Cobb spoke about Hines’ ability to build a successful firm. “Houston is the base from which this was built,” he said. “One of the most extraordinary achievements is how he has built an organization of people who have established the Hines standard, the Hines ethic, in cities across the world. You will always find Hines has been an impact and it does not come from quantity. But somehow the Hines project in any city has established a standard of architectural excellence, and, in many cases, urban design excellence. It’s not about buildings, but how you create a group of people in many places around the world who bring to urban development a standard of quality.”

Burgee shared recollections about the fun he had collaborating with Hines and Johnson. “Our best work was for Hines,” he said. “I had to sell Philip Johnson on working with Hines. The first time we met in Houston, he came in all sweaty in a jogging suit at IHOP. He was eating bacon.”

Stern recalled stories that Johnson shared about an excited Hines who would make calls feeding nickels into an airport telephone. He expressed his admiration for how Hines eventually broke into and planted his stake in the New York real estate realm. “His curiosity is fantastic. He had a hell of a time to crack that scene,” Stern said. “That is brave, Gerry, developing a building in Manhattan; totally a new game. I commend Gerry.”
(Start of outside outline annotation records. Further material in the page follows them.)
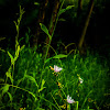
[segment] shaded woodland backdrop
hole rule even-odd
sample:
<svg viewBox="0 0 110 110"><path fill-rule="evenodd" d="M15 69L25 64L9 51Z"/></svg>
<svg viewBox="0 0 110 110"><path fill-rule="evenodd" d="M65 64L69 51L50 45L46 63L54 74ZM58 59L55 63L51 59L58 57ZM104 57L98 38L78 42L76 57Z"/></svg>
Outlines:
<svg viewBox="0 0 110 110"><path fill-rule="evenodd" d="M52 35L61 2L64 0L0 0L0 47L14 48L15 26L20 6L24 8L20 25L20 44L25 44L30 35L30 46L45 51L48 44L47 35L41 30L40 23L45 24ZM86 53L89 47L109 58L110 53L110 0L65 0L63 8L74 6L59 15L51 45L57 48L58 42L65 45L75 43L69 50L78 48ZM64 50L63 47L59 48ZM45 53L45 52L44 52ZM52 52L53 53L53 52ZM61 53L61 52L59 52Z"/></svg>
The panelists also addressed how the process of creating architecture has changed with technology; how sustainable movements have had an impact; and how the changing faces of the leaders of the field now include women and minorities as well as a host of consultants, contractors, and engineering partners for a team approach versus that of a solo practitioner. “The practice as a whole is more complicated,” Gensler said, adding that he couldn’t do anything without the “enormous talent” of those around him.

Pelli (who confessed that his hearing aids allowed him to catch only part of what his colleagues had said, at which point Stern interjected: “You have not missed a thing!”) had heard of Hines and thought, “Wow. What a guy. I wish I could work for him. He has similar aspirations to mine but on the client’s side.”

Gensler posited that the future of buildings is being driven by the interiors more than the exteriors. Stern rebutted, saying, “If you don’t like the suit, you are not going to like the underwear.”

Hines’ closing remarks included a nod to “these wonderful architects with great imaginations for the problems we have thrown at them. To build better cities, we have to have these architects. I thank each of them. Thank you.”

Florence Tang, Assoc. AIA, is a design professional and journalist based in Houston.